Change From Baseline in DWI (Diffuse-Weighted Imaging) at Day 8	Baseline and day 8	MRI was performed to assess growth in stroke lesion volume by diffusion-weighted imaging (DWI). DWI was to give evidence of the development of the ischaemic lesion corresponding to the evolved stroke.
Patients With Relevant Event (Death, Non-fatal Stroke, Transient Ischaemic Attack (TIA), Myocardial Infarction (MI), Bleeding)	90 days
Telephone Modified Rankin Scale (Centralised, Blinded Assessment) at Day 8	8 days	The modified Rankin Scale (mRS) is a scale for measuring the degree of disability or dependence in the daily activities of people who have suffered a stroke. The scale runs from 0-6, running from perfect health without symptoms to death. Best value - 0 (No symptoms), worst value - 6 (Dead)

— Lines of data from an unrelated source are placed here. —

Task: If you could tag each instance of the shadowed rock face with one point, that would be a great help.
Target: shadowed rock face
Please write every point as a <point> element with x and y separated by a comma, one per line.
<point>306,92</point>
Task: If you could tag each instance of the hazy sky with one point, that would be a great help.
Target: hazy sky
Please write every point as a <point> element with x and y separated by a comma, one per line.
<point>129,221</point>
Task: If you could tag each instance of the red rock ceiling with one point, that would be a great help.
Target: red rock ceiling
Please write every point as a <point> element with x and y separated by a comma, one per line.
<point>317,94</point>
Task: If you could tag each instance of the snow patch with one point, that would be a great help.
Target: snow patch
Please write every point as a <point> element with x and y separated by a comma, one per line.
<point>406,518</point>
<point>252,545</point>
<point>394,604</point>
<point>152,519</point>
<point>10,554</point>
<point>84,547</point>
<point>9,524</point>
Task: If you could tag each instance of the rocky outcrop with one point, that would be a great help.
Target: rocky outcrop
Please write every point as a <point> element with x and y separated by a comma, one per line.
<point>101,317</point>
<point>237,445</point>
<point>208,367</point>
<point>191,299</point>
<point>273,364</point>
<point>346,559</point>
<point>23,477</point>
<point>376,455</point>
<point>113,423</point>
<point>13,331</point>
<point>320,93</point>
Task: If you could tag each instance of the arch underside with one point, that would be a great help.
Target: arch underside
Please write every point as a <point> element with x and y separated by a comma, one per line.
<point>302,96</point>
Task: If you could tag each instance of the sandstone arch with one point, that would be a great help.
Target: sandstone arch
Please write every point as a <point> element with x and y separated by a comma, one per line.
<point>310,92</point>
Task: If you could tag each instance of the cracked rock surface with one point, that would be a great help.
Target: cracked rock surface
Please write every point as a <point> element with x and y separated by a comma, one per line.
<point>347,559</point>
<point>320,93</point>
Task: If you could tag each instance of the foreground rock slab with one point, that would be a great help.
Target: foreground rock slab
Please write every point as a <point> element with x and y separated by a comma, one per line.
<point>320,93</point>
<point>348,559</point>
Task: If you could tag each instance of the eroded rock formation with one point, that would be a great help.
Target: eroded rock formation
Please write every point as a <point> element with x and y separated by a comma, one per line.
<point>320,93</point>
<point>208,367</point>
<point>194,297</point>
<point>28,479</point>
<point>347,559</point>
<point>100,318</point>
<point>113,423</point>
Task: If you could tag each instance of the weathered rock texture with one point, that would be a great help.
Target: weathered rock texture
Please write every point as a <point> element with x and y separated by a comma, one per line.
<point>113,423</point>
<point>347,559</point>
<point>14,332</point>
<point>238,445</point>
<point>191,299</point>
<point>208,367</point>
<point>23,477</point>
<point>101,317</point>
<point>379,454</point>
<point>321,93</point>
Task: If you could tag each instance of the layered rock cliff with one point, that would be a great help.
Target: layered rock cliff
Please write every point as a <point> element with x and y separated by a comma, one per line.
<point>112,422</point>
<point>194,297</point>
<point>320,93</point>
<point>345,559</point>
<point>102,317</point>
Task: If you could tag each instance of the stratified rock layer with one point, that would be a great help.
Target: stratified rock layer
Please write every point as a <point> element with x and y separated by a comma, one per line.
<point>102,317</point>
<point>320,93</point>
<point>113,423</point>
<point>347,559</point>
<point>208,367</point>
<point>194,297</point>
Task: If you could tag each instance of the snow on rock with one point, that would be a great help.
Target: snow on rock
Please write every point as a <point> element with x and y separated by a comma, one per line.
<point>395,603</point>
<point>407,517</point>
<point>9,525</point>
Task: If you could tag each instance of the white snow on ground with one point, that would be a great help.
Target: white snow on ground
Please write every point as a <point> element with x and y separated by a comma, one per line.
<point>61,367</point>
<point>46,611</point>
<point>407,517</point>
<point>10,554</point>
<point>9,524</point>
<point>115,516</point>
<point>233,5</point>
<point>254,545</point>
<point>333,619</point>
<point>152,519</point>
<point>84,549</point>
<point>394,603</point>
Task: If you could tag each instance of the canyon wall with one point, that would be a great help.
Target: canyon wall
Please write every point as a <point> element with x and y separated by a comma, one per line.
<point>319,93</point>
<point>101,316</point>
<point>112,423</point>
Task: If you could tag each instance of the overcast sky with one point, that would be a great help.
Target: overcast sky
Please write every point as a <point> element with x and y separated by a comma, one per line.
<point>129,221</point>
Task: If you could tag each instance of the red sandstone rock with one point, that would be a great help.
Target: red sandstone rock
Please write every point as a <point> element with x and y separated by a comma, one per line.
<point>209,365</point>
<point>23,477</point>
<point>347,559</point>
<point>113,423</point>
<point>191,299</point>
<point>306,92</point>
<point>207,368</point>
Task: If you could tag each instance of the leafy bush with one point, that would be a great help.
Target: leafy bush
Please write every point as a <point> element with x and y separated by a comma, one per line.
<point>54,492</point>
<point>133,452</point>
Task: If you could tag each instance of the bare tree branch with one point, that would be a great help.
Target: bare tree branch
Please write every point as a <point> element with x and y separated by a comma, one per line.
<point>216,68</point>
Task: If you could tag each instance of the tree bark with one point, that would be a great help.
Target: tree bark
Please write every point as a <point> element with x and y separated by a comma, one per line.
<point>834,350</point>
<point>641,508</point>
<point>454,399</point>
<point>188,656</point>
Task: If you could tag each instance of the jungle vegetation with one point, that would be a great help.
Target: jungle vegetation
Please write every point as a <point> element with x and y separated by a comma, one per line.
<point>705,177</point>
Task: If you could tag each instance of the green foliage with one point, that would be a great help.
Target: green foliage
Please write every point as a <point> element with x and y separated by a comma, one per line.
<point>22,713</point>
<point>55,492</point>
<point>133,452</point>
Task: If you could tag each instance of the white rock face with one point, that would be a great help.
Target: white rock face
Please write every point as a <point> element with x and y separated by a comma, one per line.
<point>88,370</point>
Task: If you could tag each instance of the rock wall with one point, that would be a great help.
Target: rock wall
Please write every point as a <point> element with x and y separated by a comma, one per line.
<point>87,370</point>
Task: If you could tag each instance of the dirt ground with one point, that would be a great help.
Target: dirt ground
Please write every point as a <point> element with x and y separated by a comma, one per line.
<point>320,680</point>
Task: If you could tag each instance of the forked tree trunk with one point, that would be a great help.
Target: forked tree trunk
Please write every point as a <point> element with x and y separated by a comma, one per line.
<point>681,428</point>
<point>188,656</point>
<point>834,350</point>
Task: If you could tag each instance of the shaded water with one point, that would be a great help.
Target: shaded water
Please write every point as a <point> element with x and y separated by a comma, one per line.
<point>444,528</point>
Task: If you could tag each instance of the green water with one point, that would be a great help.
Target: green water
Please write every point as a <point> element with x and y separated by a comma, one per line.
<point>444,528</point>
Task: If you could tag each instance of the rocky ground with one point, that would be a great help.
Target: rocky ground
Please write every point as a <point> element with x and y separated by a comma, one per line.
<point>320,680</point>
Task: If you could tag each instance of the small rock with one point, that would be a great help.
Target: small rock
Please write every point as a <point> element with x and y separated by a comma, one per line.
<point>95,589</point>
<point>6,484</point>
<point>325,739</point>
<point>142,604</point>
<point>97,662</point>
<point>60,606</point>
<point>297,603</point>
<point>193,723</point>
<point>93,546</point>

Change From Baseline in NIHSS (National Institutes of Health Stroke Scale) at Day 8	Baseline and 8 days	The NIHSS is a systematic assessment tool that provides a quantitative measure of stroke-related neurologic deficit. Values range from 0 (no deficit) to 42 (dead)
Change From Baseline in DWI (Diffuse-Weighted Imaging) at Day 90	Baseline and day 90	MRI was performed to assess growth in stroke lesion volume by diffusion-weighted imaging (DWI). DWI was to give evidence of the development of the ischaemic lesion corresponding to the evolved stroke.